Riflettere
XXXII Domenica del T.O. –
La parola della sapienza ci ricorda in apertura dell’ascolto di questa domenica che <riflettere su di lei, infatti, è intelligenza perfetta> (Sap 6, 15). La parabola che il Signore Gesù ci racconta quest’oggi non vuole essere, di certo, descrittiva di quello che avverrà al suo ritorno per la fine dei tempi, ma un modo per aiutare ciascuno di noi a riflettere sul come stiamo organizzando la nostra vita. All’invito della prima lettura a riflettere corrisponde quello del Signore Gesù che conclude la parabola così: <Vegliate dunque, perché non sapete né il giorno né l’ora>
La scorsa domenica la Liturgia della Parola ci invitava a prendere le distanze dall’atteggiamento saccente e opprimente dei farisei e dei dottori della Legge per assumere, invece, l’atteggiamento vitale e vivificante della madre che nutre e che si adopera perché l’altro cresca. Nella liturgia di oggi ecco che all’immagine della madre-nutrice succede il simbolo della nuzialità: nella pericope evangelica di questa domenica tutta la tensione è in quelle parole: <le vergini che erano pronte entrarono con lui alle nozze> (Mt 25, 10). Il semplice ascolto di questa frase non può che rianimare nel profondo del nostro cuore un grande desiderio di far parte di questo gruppo di vergini che “entrano” coronando così nel dono di quest’intimità la vigilante attesa della notte e la remota preparazione delle lampade non sprovviste di una buona scorta di olio di emergenza.

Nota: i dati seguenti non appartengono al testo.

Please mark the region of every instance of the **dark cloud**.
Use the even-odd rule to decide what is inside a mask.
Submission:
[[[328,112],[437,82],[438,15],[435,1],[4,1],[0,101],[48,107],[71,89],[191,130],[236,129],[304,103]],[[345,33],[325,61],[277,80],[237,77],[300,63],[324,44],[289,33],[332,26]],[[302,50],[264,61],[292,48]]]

Nella prima lettura abbiamo sentito che <la sapienza è facilmente contemplata da chi l’ama> (Sap 6, 12) e l’apostolo, scrivendo ai Tessalonicesi, invita questi cristiani della prima ora a rallegrarsi e a confortarsi vicendevolmente nella speranza che alla fine: <saremo sempre con il Signore> (1Ts 4, 17). Se ritorniamo poi al testo evangelico ecco che la questione in gioco è proprio questa: entrare o rimanere fuori dalla stanza nuziale, essere ammessi o essere esclusi dalla festa del banchetto di nozze, godere o meno della gioia e soprattutto della speranza che viene dal poter contemplare lo sposo che si unisce alla sua sposa assicurando il trionfo della vita attraverso la vittoria dell’amore.
Così, dunque, la domanda si fa forte: in che cosa consiste la sapienza? Che cosa distingue in realtà e profondamente le vergini sagge da quelle stolte? Analizzando da vicino il testo della parabola ecco che ci rendiamo conto di come ciò che rende sagge la metà delle vergini non è la resistenza al sonno; infatti, <si assopirono tutte e dormirono> (Mt 25, 5) ma il particolare secondo cui <le sagge insieme alle lampade presero pure dell’olio in piccoli vasi> (Mt 25, 4). La sapienza sembra così consistere nella capacità di prepararsi al peggio e, soprattutto, la sapienza è sapere in anticipo, che le cose potranno andare per le lunghe cosicché <lo Sposo tardava> (Mt 25, 5): le vergini sagge sono coloro che hanno un rapporto giusto con il tempo mentre delle stolte possiamo dire che sono superficiali e, per certi aspetti, si lasciano prendere da un incauto ottimismo… senza fondamento e assai rischioso. Detto questo sembra proprio di poter arguire che la sapienza consista nell’imparare ad avere un rapporto giusto – ri/conciliato – con il tempo e, soprattutto, con i contrattempi e ritardi – con relative delusioni – che non mancano mai nella vita. Tutti noi siamo vergini che attendono lo Sposo, e a tutti noi è stata affidata come una lampada la nostra vita nel corpo e nello spirito. Ma perché la lampada funzioni è necessario il nostro impegno e la nostra lungimiranza. La cosa importante – decisiva – non è avere o meno la lampada ma che questa sia accesa: che sia veramente e fino in fondo sé stessa.